Ryzen. É este o nome que está a fazer tremer a Intel. É le que permite que este portátil da Asus tenha um desempenho fora de série.

Há anos, décadas até, que o mercado dos processadores para computador parecia ser composto apenas por uma marca, a Intel com os seus Pentiums e mais tarde com os Core, mas nos últimos tempos a AMD ganhou novo fôlego graças aos novos CPU, os Ryzen, e são eles que estão a fazer uma nova série de portáteis brilhar ainda mais intensamente.

É desde maio que há uma nova geração destes chips a sair das fábricas. Atualmente são os Ryzen da série 4000 que estão a maravilhar as revistas e os sites da especialidade.

Dessa família o processador mais poderoso é o Ryzen 9 4900. Um pedaço de silício que na versão 4900HS é, por enquanto, um exclusivo do Zephyrus G14 da Asus.

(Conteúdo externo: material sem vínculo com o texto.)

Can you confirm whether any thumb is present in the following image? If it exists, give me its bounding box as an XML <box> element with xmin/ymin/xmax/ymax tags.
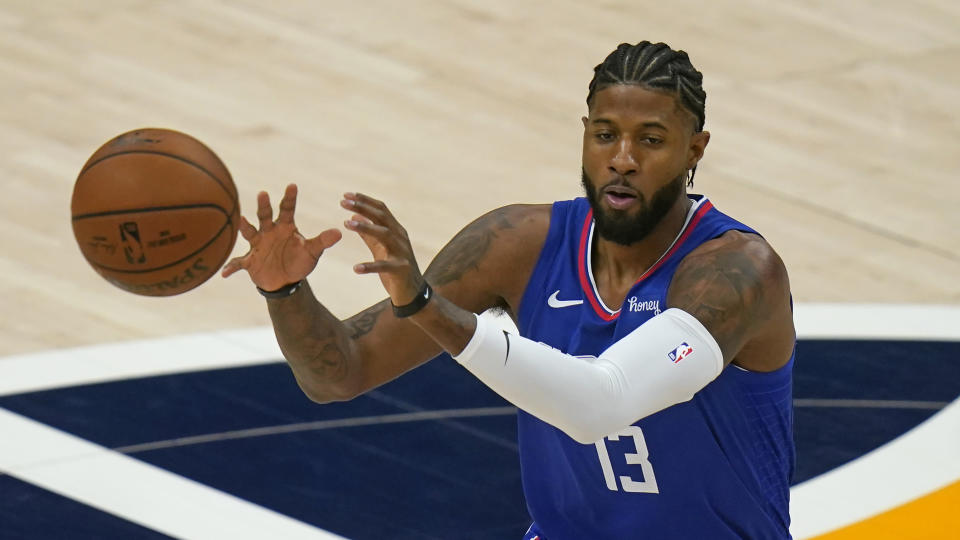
<box><xmin>306</xmin><ymin>229</ymin><xmax>343</xmax><ymax>257</ymax></box>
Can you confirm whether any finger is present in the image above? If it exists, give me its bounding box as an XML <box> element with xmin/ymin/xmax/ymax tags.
<box><xmin>343</xmin><ymin>215</ymin><xmax>392</xmax><ymax>241</ymax></box>
<box><xmin>220</xmin><ymin>255</ymin><xmax>247</xmax><ymax>277</ymax></box>
<box><xmin>344</xmin><ymin>193</ymin><xmax>387</xmax><ymax>210</ymax></box>
<box><xmin>257</xmin><ymin>191</ymin><xmax>273</xmax><ymax>232</ymax></box>
<box><xmin>240</xmin><ymin>216</ymin><xmax>257</xmax><ymax>242</ymax></box>
<box><xmin>306</xmin><ymin>229</ymin><xmax>343</xmax><ymax>257</ymax></box>
<box><xmin>340</xmin><ymin>198</ymin><xmax>392</xmax><ymax>225</ymax></box>
<box><xmin>277</xmin><ymin>184</ymin><xmax>297</xmax><ymax>223</ymax></box>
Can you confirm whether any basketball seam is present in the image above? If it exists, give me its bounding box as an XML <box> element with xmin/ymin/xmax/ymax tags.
<box><xmin>77</xmin><ymin>150</ymin><xmax>240</xmax><ymax>218</ymax></box>
<box><xmin>71</xmin><ymin>203</ymin><xmax>232</xmax><ymax>221</ymax></box>
<box><xmin>84</xmin><ymin>205</ymin><xmax>234</xmax><ymax>274</ymax></box>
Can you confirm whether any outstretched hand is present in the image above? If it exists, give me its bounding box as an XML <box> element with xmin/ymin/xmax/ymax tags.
<box><xmin>340</xmin><ymin>193</ymin><xmax>423</xmax><ymax>306</ymax></box>
<box><xmin>221</xmin><ymin>184</ymin><xmax>343</xmax><ymax>291</ymax></box>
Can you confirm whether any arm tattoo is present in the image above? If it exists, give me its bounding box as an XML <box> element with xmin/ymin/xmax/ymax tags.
<box><xmin>307</xmin><ymin>341</ymin><xmax>347</xmax><ymax>383</ymax></box>
<box><xmin>667</xmin><ymin>251</ymin><xmax>764</xmax><ymax>360</ymax></box>
<box><xmin>344</xmin><ymin>300</ymin><xmax>390</xmax><ymax>339</ymax></box>
<box><xmin>425</xmin><ymin>210</ymin><xmax>513</xmax><ymax>287</ymax></box>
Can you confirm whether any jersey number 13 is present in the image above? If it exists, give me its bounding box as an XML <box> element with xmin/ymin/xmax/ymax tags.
<box><xmin>594</xmin><ymin>426</ymin><xmax>660</xmax><ymax>493</ymax></box>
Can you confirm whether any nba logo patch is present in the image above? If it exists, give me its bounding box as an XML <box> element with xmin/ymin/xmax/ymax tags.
<box><xmin>667</xmin><ymin>341</ymin><xmax>693</xmax><ymax>364</ymax></box>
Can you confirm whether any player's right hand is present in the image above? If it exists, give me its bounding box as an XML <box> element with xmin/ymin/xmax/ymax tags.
<box><xmin>221</xmin><ymin>184</ymin><xmax>343</xmax><ymax>291</ymax></box>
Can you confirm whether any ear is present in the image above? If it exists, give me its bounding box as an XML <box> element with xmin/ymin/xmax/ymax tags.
<box><xmin>687</xmin><ymin>131</ymin><xmax>710</xmax><ymax>169</ymax></box>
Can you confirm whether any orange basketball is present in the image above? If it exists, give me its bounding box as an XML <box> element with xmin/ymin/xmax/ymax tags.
<box><xmin>70</xmin><ymin>128</ymin><xmax>240</xmax><ymax>296</ymax></box>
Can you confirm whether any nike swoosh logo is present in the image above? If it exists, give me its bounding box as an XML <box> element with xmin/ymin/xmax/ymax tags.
<box><xmin>547</xmin><ymin>290</ymin><xmax>583</xmax><ymax>308</ymax></box>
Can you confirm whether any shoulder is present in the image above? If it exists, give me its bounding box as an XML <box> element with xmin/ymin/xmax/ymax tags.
<box><xmin>674</xmin><ymin>231</ymin><xmax>789</xmax><ymax>290</ymax></box>
<box><xmin>667</xmin><ymin>231</ymin><xmax>794</xmax><ymax>370</ymax></box>
<box><xmin>424</xmin><ymin>204</ymin><xmax>552</xmax><ymax>311</ymax></box>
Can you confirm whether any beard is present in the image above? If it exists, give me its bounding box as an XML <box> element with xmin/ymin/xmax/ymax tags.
<box><xmin>580</xmin><ymin>168</ymin><xmax>686</xmax><ymax>246</ymax></box>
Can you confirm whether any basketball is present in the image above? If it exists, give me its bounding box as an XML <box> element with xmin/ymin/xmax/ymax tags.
<box><xmin>70</xmin><ymin>128</ymin><xmax>240</xmax><ymax>296</ymax></box>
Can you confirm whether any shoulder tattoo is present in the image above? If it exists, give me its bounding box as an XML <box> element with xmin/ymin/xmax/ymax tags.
<box><xmin>667</xmin><ymin>245</ymin><xmax>769</xmax><ymax>360</ymax></box>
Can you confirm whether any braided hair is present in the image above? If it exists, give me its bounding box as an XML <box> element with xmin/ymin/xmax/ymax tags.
<box><xmin>587</xmin><ymin>41</ymin><xmax>707</xmax><ymax>186</ymax></box>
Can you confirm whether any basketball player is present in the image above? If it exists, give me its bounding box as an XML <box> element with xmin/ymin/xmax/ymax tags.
<box><xmin>223</xmin><ymin>42</ymin><xmax>795</xmax><ymax>540</ymax></box>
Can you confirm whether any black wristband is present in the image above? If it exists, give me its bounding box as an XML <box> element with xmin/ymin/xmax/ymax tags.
<box><xmin>390</xmin><ymin>280</ymin><xmax>433</xmax><ymax>319</ymax></box>
<box><xmin>257</xmin><ymin>279</ymin><xmax>303</xmax><ymax>298</ymax></box>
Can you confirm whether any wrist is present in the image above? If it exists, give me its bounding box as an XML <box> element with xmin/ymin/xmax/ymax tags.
<box><xmin>390</xmin><ymin>280</ymin><xmax>433</xmax><ymax>319</ymax></box>
<box><xmin>257</xmin><ymin>279</ymin><xmax>306</xmax><ymax>299</ymax></box>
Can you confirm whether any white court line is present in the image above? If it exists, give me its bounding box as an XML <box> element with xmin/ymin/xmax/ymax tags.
<box><xmin>0</xmin><ymin>304</ymin><xmax>960</xmax><ymax>396</ymax></box>
<box><xmin>0</xmin><ymin>409</ymin><xmax>343</xmax><ymax>540</ymax></box>
<box><xmin>793</xmin><ymin>304</ymin><xmax>960</xmax><ymax>341</ymax></box>
<box><xmin>790</xmin><ymin>400</ymin><xmax>960</xmax><ymax>539</ymax></box>
<box><xmin>0</xmin><ymin>304</ymin><xmax>960</xmax><ymax>539</ymax></box>
<box><xmin>0</xmin><ymin>327</ymin><xmax>283</xmax><ymax>396</ymax></box>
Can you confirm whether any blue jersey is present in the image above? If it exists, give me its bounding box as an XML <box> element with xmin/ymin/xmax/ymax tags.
<box><xmin>518</xmin><ymin>196</ymin><xmax>794</xmax><ymax>540</ymax></box>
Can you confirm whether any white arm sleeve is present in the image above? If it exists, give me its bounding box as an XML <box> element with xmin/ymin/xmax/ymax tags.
<box><xmin>454</xmin><ymin>308</ymin><xmax>723</xmax><ymax>444</ymax></box>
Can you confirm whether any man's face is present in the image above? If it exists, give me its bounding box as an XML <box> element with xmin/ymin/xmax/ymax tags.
<box><xmin>582</xmin><ymin>85</ymin><xmax>710</xmax><ymax>245</ymax></box>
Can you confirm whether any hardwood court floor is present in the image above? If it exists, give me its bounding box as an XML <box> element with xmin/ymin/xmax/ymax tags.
<box><xmin>0</xmin><ymin>0</ymin><xmax>960</xmax><ymax>355</ymax></box>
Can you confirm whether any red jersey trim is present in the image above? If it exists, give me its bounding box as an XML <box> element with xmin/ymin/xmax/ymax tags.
<box><xmin>577</xmin><ymin>201</ymin><xmax>713</xmax><ymax>321</ymax></box>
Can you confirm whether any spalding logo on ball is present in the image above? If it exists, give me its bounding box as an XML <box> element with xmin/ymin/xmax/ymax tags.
<box><xmin>70</xmin><ymin>128</ymin><xmax>240</xmax><ymax>296</ymax></box>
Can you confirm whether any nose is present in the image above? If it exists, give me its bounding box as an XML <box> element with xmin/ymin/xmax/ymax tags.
<box><xmin>609</xmin><ymin>137</ymin><xmax>638</xmax><ymax>176</ymax></box>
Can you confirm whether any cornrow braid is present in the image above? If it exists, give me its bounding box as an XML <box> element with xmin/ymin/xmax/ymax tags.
<box><xmin>587</xmin><ymin>41</ymin><xmax>707</xmax><ymax>186</ymax></box>
<box><xmin>587</xmin><ymin>41</ymin><xmax>707</xmax><ymax>131</ymax></box>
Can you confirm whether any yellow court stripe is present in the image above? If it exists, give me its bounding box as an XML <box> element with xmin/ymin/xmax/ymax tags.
<box><xmin>812</xmin><ymin>481</ymin><xmax>960</xmax><ymax>540</ymax></box>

É esse processador que catapulta o portátil para o campeonato dos topo de gama. Uma máquina que, após algumas semanas em análise por aqui, deixa claro que tem um desempenho, e não só, ao nível dos fora de série.

Isto, tendo em conta que se trata de um portátil com dimensões razoavelmente compactas e peso a condizer.

Assim, é o preço (para além das características) quem fica com o ónus de afirmar que se trata de um portátil pensado para quem leva mais a sério os jogos, ou a criação de vídeos e manipulação de imagens. É uma máquina que pisca também o olho a quem aprecia a customização já que os Zephyrus G14 vendidos em Portugal têm uma série de leds na tampa que podem ser programados para mostrar animações a gosto do utilizador.

Nota francamente positiva também para os materiais utilizados na sua construção, assim como as especificações.

E mais uma vez, o preço reflete tudo o que está incluido neste poderoso portátil. O mais barato, com um processador AMD Ryzen 7 custa dois mil euros. O ainda mais avançado, com um Ryzen 9 começa nos 2500.